PepsiCo, Coca-Cola in talks to invest in Greek yogurt maker Chobani
13 Oct 2015
US beverage giants PepsiCo Inc and Coca-Cola Co are in talks to invest in Greek yogurt maker Chobani, in a deal that would value the biggest yogurt maker in the US at as much $3 billion, including debt, Reuters today reported, citing people familiar with the matter.
The move would come a year after private equity firm TPG Capital invested $750 million to help fund its growth (See: Greek yogurt maker Chobani receives $750-mn funding from TPG Capital).
Under that deal TPG received warrants that allowed it to obtain a 35-per cent equity stake in Chobani and two board seats.
Chobani is looking to sell a minority stake, including warrants owned by TPG Capital that account for between 10 per cent and 20 per cent of the yogurt maker's equity depending on its financial performance, the report said.
Chobani is seeking a strategic investor to help expand its supply chain, distribution, manufacturing base and geographic footprint for its popular yogurts like Flip, which combine yogurt with flavors such as peanut butter and coffee, the report added.

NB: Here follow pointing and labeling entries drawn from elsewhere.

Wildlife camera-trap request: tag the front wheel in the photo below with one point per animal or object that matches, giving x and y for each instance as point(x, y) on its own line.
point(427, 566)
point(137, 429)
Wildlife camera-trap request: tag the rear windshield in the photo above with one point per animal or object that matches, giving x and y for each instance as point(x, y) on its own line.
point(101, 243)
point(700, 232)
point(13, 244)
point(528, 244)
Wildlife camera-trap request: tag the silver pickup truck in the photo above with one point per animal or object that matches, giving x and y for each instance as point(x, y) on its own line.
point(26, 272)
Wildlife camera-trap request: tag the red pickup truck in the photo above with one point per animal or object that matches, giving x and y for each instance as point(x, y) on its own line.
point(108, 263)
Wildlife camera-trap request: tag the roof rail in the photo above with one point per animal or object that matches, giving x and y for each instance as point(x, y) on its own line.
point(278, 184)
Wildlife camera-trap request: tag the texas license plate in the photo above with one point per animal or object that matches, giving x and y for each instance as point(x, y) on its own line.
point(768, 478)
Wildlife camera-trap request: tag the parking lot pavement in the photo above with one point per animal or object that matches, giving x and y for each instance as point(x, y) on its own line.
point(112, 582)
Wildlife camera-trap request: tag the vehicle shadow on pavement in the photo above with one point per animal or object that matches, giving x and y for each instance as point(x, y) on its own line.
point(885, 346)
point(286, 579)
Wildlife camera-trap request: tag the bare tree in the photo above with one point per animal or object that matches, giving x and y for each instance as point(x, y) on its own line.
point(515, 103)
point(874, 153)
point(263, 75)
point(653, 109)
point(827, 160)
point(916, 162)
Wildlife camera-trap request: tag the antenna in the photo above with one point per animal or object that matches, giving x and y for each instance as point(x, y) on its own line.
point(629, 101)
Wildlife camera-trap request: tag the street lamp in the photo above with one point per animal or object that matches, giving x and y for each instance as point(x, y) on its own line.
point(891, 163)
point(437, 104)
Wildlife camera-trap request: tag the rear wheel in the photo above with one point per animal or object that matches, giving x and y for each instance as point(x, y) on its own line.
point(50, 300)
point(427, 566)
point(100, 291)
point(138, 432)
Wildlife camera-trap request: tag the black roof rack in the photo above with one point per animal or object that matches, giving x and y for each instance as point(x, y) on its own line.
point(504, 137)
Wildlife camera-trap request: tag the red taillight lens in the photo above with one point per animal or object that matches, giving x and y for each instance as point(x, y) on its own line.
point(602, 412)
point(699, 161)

Chobani, founded by Turkish immigrant Hamdi Ulukaya in 2005, makes Greek-type strained yogurt known as "Turkish" yogurt outside the US, and is the top-selling brand of yogurt in the country.
Chobani expanded in 2012 by opening one of the world's largest yogurt-processing plants in Idaho. The one million square-foot facility cost $450 million and employs 300 people.
The company, which competes with brands from Danone SA and General Mills, holds around 19 per cent share of the $7.4 billion US yogurt market, and has revenues of $1 billion.
Chobani recently launched new products, such as a line of organic yogurt, yogurt containing steel-cut oats and desserts.